Um zu bewerten, welche Varianten technisch identifiziert werden konnten und Unterschiede in der Teamerfahrung zu erklären, führten die Forscher zusätzlich eine retrospektive Analyse durch. Dabei erzielten sie eine diagnostische Leistung von 36,7 Prozent für SoC, 39,1 Prozent für sGS und 40,0 Prozent für tGS. Die überlegene Leistung der GS führen sie auf deren Fähigkeit zurück, tiefe intronische, nicht kodierende und kleine Kopienzahlvarianten zu erkennen, die von SoC übersehen wurden. Die Studienautoren heben ferner hervor, dass tGS drei De-novo-Varianten identifizierte, die kürzlich als wahrscheinlich pathogen eingestuft wurden.

Verkürzung der diagnostischen Odyssee

„Unsere Ergebnisse belegen, dass die Ganzgenomsequenzierung das Standardvorgehen klar übertrifft“, resümiert Letztautor Spielmann, Direktor des Instituts für Humangenetik. „Sie kann die Diagnose deutlich vereinfachen und beschleunigen.“ Dabei erwies sich der Trio-Ansatz insbesondere für weniger erfahrene Teams als besonders wertvoll, da die Vererbungsdaten die Interpretation der Varianten erleichterten und eine hohe diagnostische Ausbeute sicherstellten, erläutern die Forscher. Erfahrene Teams erzielten hingegen allein mit der Singleton-Analyse vergleichbare Ergebnisse. Nach Ansicht der Autoren sollte daher erwogen werden, die GS bei Patienten mit seltenen Erkrankungen als genetischen Test der ersten Wahl zu verwenden, um ihre diagnostische Odyssee zu verkürzen.

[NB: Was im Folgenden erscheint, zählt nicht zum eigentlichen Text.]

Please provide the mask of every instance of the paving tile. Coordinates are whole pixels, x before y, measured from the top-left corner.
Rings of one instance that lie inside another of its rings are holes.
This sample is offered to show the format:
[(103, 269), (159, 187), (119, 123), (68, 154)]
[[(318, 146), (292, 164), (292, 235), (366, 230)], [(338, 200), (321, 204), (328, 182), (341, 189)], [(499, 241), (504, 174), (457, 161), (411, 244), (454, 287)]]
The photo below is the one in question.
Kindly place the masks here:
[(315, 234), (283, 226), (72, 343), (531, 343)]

An der Studie war unter anderem das Zentrum für Seltene Erkrankungen des UKSH und das Institut für Klinische Molekularbiologie des UKSH und der Christian-Albrechts-Universität zu Kiel wesentlich beteiligt. Das UKSH beteiligt sich seit vergangenem Jahr als eine der ersten Universitätsklinika in Deutschland an dem bundesweiten Modellvorhaben Genomsequenzierung (genomDE). Es eröffnet für Patienten mit seltenen Erkrankungen und Krebs, der nicht auf Standardbehandlungen anspricht, den Zugang zu moderner genetischer Diagnostik, die zum Beispiel den Einsatz maßgeschneiderter Therapien ermöglicht.